Dystrophic epidermolysis bullosa

In RHEED a dangerous bubble is detected at birth, as they grow older the body bubble, the rash spreads throughout the body. Dystrophic epidermolysis bullosa can be found on the hands and feet, elbows and knees, while in the pathological process involved mucous membranes, internal organs of the digestive system. With the development of complications does not exclude the shortening of the limbs with subsequent fixation in this position. For human tissues, there is a risk of narrowing of the oral cleft, shortening of the bridle. Mutations occur in the gene COL7A1.

Simple epidermolysis bullosa

In the pathological process involved the protein альфа6-бета4-integrin. The disease has three distinct forms, among which Weber-Cockayne, Kebnera and Dowling-Meara. Simple epidermolysis bullosa is autosomal dominant type of inheritance, but it is also possible autosomal recessive transmission. When degenerative variant Cockayne-Touraine observed genetic mutation of collagen type VII, chromosome Зр21.

If it’s recessive dystrophic epidermolysis bullosa, the type of inheritance defined as an autosomal recessive genetic mutation of collagen type VII, chromosome SP. The autopsy guestarray bubbles does not cause the patient discomfort, it does not exclude remission without medical treatment. Threat to mutant KRT5 and KRT14.

Border epidermolysis bullosa

This is the border between simple and dystrophic form of the disease where pockets of pathology can become all skin. If it is border bullous bullosa, the danger lies in complications that are not associated with dermatoses. It may be progressive anemia, narrowing of the esophagus and the mouth slit, the germination of the tongue and decreased visual acuity. Poba has two subtypes, where the severe form is considered to be a subtype Gerlitze with high risk of mortality. Mutations in epidermolysis bullosa forms occur in the genes LAMB3, LAMA3.

Kindler Syndrome

With this diagnosis the child is born already with bubbles, which are localized on different parts of the body. These are the first signs of the disease, which eventually only worsen. The patient develops photosensitivity, pigmentation of the skin, atrophy of the upper layer of the epidermis. Kindler syndrome affects the nails, leaving the nail plates the scars. Among internal complications bullosa – a mass lesion of the esophagus, urogenital system.

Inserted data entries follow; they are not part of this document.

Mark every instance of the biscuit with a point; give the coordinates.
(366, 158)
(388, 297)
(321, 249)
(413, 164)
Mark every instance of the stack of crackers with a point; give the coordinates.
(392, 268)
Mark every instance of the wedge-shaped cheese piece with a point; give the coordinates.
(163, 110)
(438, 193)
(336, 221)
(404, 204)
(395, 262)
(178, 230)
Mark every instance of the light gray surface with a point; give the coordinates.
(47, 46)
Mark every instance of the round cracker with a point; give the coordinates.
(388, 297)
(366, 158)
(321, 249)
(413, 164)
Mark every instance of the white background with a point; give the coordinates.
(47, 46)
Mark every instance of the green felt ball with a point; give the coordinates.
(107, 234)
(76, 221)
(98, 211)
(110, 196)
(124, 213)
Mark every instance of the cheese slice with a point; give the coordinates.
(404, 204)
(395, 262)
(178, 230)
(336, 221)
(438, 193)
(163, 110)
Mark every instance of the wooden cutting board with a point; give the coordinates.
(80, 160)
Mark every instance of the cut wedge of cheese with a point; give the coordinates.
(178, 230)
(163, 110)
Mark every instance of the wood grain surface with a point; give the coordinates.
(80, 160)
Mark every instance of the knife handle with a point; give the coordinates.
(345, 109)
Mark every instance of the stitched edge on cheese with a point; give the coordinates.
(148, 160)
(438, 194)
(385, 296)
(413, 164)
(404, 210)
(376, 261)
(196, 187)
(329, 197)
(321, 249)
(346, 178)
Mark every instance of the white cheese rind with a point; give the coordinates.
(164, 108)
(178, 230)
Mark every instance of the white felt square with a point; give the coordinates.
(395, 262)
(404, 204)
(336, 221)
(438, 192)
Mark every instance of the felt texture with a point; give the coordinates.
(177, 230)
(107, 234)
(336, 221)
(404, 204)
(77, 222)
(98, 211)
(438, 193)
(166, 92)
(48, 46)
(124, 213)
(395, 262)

Causes of epidermolysis bullosa

The disease Epidermolysis bullosa also called the butterfly disease, as the skin becomes overly sensitive, damaged even with a light touch, is subject to activity by external factors. Often the prerequisites to the development of typical illness becomes a genetic factor that is passed from biological parents or progresses spontaneously. To answer the question, how many live children-butterflies, doctors stipulate different terms, depending on the etiology and nature of the disease epidermolysis bullosa.

In adulthood, the pathology is easier, but the child up to three years with this diagnosis live easy. Prognosis and life expectancy of the patient, doctors determined individually, not the last role in this question plays the etiology of the pathological process. For example, in the simple form of the disease become objects of attack proteins the basement membrane and are proteins of the basal layer of the epidermis, as desmoplakin, placefiles-1. Until the end of the study the clinic physicians and failed, there are still many questions about the causes of epidermolysis bullosa.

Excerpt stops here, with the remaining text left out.